Les soignants insistent sur le caractère expérimental et exceptionnel de la démarche. Plusieurs éléments restent à préciser et à étudier :

  • les critères précis de sélection des cas pouvant bénéficier d’un traitement anténatal par sirolimus ;
  • les posologies et la durée optimale du traitement maternel pour obtenir une concentration fœtale efficace sans risques excessifs pour la mère ;
  • les effets à long terme sur le développement de l’enfant exposé in utero à ce médicament ;
  • l’organisation d’un suivi multicentrique et de registres pour recueillir davantage de données sur l’efficacité et la sécurité.

Coordination pluridisciplinaire : un facteur clé

La réussite de cette intervention repose sur la coopération étroite entre obstétriciens, radiologues, pédiatres, hématologues et chirurgiens, ainsi que sur le dialogue constant avec la famille. Le professeur Laurent Guibaud, du CRMR AVS, a souligné que « maintenant, tout le challenge c’est d’optimiser cette prise en charge en anténatal pour la proposer à d’autres lésions vasculaires de ce type‑là ». Cette approche concertée permet d’évaluer les bénéfices et les risques à la fois pour le fœtus et pour la mère avant de prendre une décision thérapeutique aussi lourde de conséquences.

Risques et précautions

Comme toute procédure innovante, le recours au sirolimus en anténatal comporte des risques. Le sirolimus est un immunosuppresseur qui peut avoir des effets indésirables chez l’adulte (troubles lipidiques, risque infectieux, toxicité rénale à long terme en fonction des doses), et son exposition in utero pose des questions sur d’éventuelles conséquences sur le développement immunitaire et métabolique de l’enfant. C’est pourquoi chaque cas doit être évalué individuellement, avec des protocoles de surveillance stricts.

De plus, le diagnostic précoce et la rapidité d’intervention restent essentiels : si la tumeur provoque une obstruction des voies respiratoires trop importante avant la mise en place d’un traitement, les options deviennent limitées et le pronostic peut rester réservé malgré les efforts médicaux.

Ce que cela change pour l’avenir

La réussite de ce cas ouvre une nouvelle voie thérapeutique pour certaines malformations vasculaires in utero. Elle pousse les équipes médicales à travailler sur des protocoles encadrés, des études observationnelles et des essais cliniques pour mieux définir l’efficacité et la sécurité d’une approche anténatale à base de sirolimus ou d’autres molécules ciblées.

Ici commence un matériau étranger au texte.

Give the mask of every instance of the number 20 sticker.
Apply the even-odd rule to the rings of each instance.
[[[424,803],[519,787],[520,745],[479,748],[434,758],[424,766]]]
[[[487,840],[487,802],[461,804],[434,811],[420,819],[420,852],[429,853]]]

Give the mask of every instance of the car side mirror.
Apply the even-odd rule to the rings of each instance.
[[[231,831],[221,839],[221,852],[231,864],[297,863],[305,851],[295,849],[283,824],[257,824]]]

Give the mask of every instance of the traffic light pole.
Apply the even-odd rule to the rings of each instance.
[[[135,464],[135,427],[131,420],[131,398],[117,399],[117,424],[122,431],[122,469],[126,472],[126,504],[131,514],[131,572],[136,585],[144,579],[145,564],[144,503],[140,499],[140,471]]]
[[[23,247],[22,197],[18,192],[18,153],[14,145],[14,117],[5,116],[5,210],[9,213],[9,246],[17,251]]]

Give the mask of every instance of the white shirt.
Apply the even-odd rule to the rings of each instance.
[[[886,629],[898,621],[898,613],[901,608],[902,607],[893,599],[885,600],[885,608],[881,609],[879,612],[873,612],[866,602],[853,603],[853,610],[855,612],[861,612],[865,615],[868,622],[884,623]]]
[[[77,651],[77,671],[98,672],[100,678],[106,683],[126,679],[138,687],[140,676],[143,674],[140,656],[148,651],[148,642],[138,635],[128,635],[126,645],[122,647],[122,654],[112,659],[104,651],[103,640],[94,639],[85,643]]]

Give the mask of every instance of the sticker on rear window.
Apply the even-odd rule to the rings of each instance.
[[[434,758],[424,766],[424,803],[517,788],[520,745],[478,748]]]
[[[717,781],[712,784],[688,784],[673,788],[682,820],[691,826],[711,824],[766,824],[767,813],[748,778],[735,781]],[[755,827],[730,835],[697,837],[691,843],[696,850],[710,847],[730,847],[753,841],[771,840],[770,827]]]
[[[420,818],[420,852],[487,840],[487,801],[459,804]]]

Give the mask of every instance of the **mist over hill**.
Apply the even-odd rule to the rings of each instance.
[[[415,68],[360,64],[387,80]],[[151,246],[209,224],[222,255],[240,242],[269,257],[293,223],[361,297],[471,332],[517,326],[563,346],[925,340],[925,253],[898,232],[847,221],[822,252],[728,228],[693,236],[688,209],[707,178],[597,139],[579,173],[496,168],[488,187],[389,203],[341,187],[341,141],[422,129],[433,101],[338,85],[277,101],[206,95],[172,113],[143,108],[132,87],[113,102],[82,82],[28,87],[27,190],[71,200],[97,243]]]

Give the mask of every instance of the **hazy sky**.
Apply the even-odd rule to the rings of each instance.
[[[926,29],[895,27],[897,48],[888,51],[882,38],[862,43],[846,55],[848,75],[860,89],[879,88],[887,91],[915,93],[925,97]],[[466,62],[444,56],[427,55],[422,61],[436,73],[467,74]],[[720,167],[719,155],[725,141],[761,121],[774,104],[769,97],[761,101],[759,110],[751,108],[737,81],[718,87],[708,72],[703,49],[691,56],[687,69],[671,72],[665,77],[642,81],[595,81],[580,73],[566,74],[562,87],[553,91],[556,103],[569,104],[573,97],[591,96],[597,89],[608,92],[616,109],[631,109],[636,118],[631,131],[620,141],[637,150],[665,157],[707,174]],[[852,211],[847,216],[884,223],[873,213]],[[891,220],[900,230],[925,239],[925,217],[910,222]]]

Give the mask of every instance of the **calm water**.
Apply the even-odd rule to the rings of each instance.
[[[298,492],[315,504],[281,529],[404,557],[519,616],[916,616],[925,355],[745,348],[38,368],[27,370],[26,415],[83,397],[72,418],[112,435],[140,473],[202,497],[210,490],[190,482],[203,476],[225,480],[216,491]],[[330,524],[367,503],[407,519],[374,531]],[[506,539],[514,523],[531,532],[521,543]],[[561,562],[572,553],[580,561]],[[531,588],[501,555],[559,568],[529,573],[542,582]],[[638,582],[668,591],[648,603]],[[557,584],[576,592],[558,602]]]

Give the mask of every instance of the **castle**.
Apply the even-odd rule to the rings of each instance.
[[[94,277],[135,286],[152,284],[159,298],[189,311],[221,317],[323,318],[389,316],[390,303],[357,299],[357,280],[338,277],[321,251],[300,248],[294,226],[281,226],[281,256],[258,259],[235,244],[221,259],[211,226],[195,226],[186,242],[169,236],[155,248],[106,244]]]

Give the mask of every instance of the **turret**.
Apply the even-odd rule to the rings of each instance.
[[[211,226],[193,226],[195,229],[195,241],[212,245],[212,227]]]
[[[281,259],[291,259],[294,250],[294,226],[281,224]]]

Pour les familles confrontées à un diagnostic similaire, cette avancée représente un signe d’espoir, mais elle s’accompagne d’un besoin d’information claire et d’un accompagnement psychologique et médical renforcé. Les centres experts insistent sur la nécessité de référer ces cas à des équipes pluridisciplinaires et à des centres de référence, afin de garantir la meilleure prise en charge possible.

Points clés à retenir

  • Un fœtus atteint d’un syndrome de Kasabach‑Merritt a été traité anténatalement par sirolimus, une première pour cette pathologie.
  • Le traitement, administré à la mère, a permis de réduire la taille de la tumeur in utero et d’améliorer le pronostic à la naissance.
  • Le nouveau‑né, nommé Issa, est né le 14 novembre 2025 et bénéficie d’un suivi régulier ; il présente une masse résiduelle mais se développe normalement pour le moment.
  • La démarche est innovante et nécessite des études complémentaires pour confirmer son efficacité et sa sécurité à long terme.

Conclusion

Cette intervention représente une avancée médicale importante et un exemple de collaboration pluridisciplinaire au service des patients. Si elle reste exceptionnelle et doit être encadrée par la recherche, elle montre que des stratégies anténatales ciblées peuvent, dans certains cas, transformer un pronostic auparavant sombre en une issue favorable. Les équipes impliquées poursuivront leur travail pour affiner les modalités de prise en charge et partager leurs retours d’expérience afin d’aider d’autres enfants et familles confrontés à des pathologies vasculaires rares.